Before I launch into the nitty-gritty nuances and flaws of “Rosewater,” let me start by saying that this is a damn fine film.
It takes courage and bravado to create a film like this. Some might pass it off as menial Oscar bait, but I think more highly of it.
As a whole, the film works great, at least with its basic storytelling capabilities. It tells the story of Newsweek journalist Bahari, played deftly by Gael García Bernal , and his 2009 trip to Iran to cover the corrupt election of the country’s new leader.
He becomes imprisoned in an Iranian solitary confinement cell on the charge of espionage and stays there for months, his body and spirit being beaten to a pulp with his ruthless and witless captors trying to coax a confession out of Bahari that doesn’t exist.
The biggest problem with this film is that it’s hollow in a strictly cinematic sense.
Foundationally, “Rosewater” is perfect. The story, based on Bahari’s 2011 memoir “Then They Came for Me,” is phenomenal and one that definitely deserves as beautiful of a telling as it can get.
The issue at hand is that “Rosewater” is clearly directed by a rookie director — one that’s nose-deep in television news.
Stewart doesn’t butcher the story of “Rosewater” in any way, but he doesn’t give it the literary and artistic integrity it’s just screaming for.
The cinematography is simply kind of boring, the dialogue is clunky — the film really should have been in Farsi, Iran’s language, with subtitles — and the moments of heartache and despair that should have been breathtaking drove on by like a car on cruise control.
It gets the meat and potatoes of the story across with a definite attempt at artistry but, ultimately, it reads as a very good TV news package.
All that said, “Rosewater” is still one of the best films this year.

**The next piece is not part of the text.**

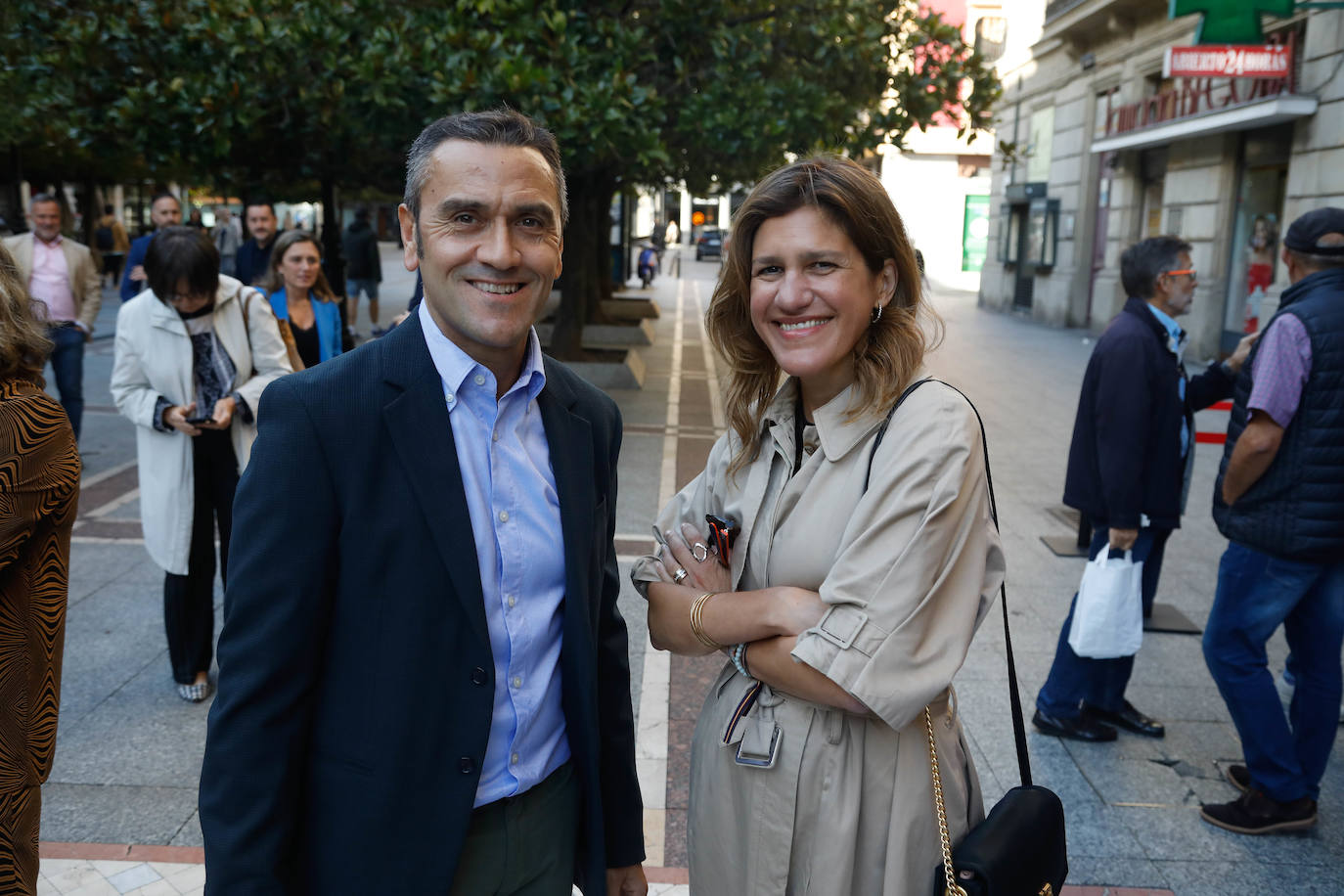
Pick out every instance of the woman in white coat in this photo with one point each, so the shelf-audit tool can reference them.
(859, 574)
(194, 353)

The real-life story of Bahari keeping hope through months in solitary confinement and the telling of his commitment to true democracy and the need for the audience to hear the stories that matter are both what make this film one that can’t be missed.
It’s too important, too relevant of a story to miss.
Stewart’s got better up his sleeve, he just needs experience to hone his skills.
Let’s hope we get to see them in the future.